France - Paris Saint-Germain, Newcastle, Tottenham, Aston Villa

Poucos futebolistas combinaram alguma vez a capacidade atlética bruta com uma genuína arte como David Ginola. O extremo francês de Gassin, no departamento do Var, no sul de França, irrompeu na cena futebolística europeia com um estilo que parecia demasiado elegante para as exigências físicas do futebol profissional.
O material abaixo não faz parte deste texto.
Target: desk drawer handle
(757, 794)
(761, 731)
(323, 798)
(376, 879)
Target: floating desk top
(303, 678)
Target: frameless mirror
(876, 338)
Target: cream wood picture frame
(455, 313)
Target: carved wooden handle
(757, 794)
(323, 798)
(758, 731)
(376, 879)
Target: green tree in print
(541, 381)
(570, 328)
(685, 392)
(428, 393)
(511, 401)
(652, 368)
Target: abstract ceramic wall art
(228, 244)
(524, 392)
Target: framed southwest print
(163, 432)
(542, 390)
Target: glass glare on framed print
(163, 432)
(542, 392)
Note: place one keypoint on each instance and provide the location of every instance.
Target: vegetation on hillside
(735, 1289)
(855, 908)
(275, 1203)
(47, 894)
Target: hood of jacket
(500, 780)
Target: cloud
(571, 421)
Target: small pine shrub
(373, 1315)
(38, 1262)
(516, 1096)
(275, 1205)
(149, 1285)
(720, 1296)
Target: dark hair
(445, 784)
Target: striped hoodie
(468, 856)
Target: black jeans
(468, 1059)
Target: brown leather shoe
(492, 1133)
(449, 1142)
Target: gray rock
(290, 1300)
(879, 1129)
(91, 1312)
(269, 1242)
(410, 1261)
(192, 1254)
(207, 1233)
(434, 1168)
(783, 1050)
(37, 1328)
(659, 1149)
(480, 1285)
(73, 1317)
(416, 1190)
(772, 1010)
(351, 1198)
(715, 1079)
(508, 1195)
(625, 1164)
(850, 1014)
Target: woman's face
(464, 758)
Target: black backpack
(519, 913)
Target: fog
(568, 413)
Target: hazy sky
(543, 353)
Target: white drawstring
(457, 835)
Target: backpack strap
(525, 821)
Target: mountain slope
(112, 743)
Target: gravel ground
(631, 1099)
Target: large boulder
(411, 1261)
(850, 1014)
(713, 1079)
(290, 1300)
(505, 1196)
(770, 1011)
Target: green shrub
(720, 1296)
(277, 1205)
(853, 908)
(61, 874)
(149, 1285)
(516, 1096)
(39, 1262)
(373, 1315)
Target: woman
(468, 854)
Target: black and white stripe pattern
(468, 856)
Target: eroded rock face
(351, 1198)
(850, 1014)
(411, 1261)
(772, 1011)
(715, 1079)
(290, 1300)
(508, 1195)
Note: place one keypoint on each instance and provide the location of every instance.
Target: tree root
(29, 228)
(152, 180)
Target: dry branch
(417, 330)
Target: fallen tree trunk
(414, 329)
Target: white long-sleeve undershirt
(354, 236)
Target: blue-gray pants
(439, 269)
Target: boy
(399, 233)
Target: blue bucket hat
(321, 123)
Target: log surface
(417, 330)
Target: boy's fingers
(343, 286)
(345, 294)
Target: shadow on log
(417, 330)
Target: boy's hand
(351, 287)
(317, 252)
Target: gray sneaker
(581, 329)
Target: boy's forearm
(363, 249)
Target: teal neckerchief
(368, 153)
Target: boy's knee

Com o seu cabelo escuro e ondulado, equilíbrio supremo e um pé esquerdo capaz de enfiar passes pelo buraco de uma agulha ou desferir remates de potência devastadora, Ginola era o tipo de jogador que fazia os adeptos parar e olhar. Não era simplesmente um futebolista — era um acontecimento. Cada vez que recebia a bola nas posições laterais, as bancadas inclinavam-se para a frente em antecipação, sabendo que algo especial estava prestes a acontecer. O seu drible era hipnótico, os seus cruzamentos eram laser, e os seus golos eram frequentemente de cortar a respiração. Uma retro camisola de David Ginola não é meramente uma peça de memorabilia futebolística — é um símbolo de uma época em que o génio individual podia iluminar um estádio e em que o finta de um extremo podia ser o tema de conversa de uma semana inteira. Ginola transcendeu o futebol, tornando-se um ícone cultural cuja influência se estendeu à moda, à televisão e à cultura popular muito depois de ter pendurado as chuteiras.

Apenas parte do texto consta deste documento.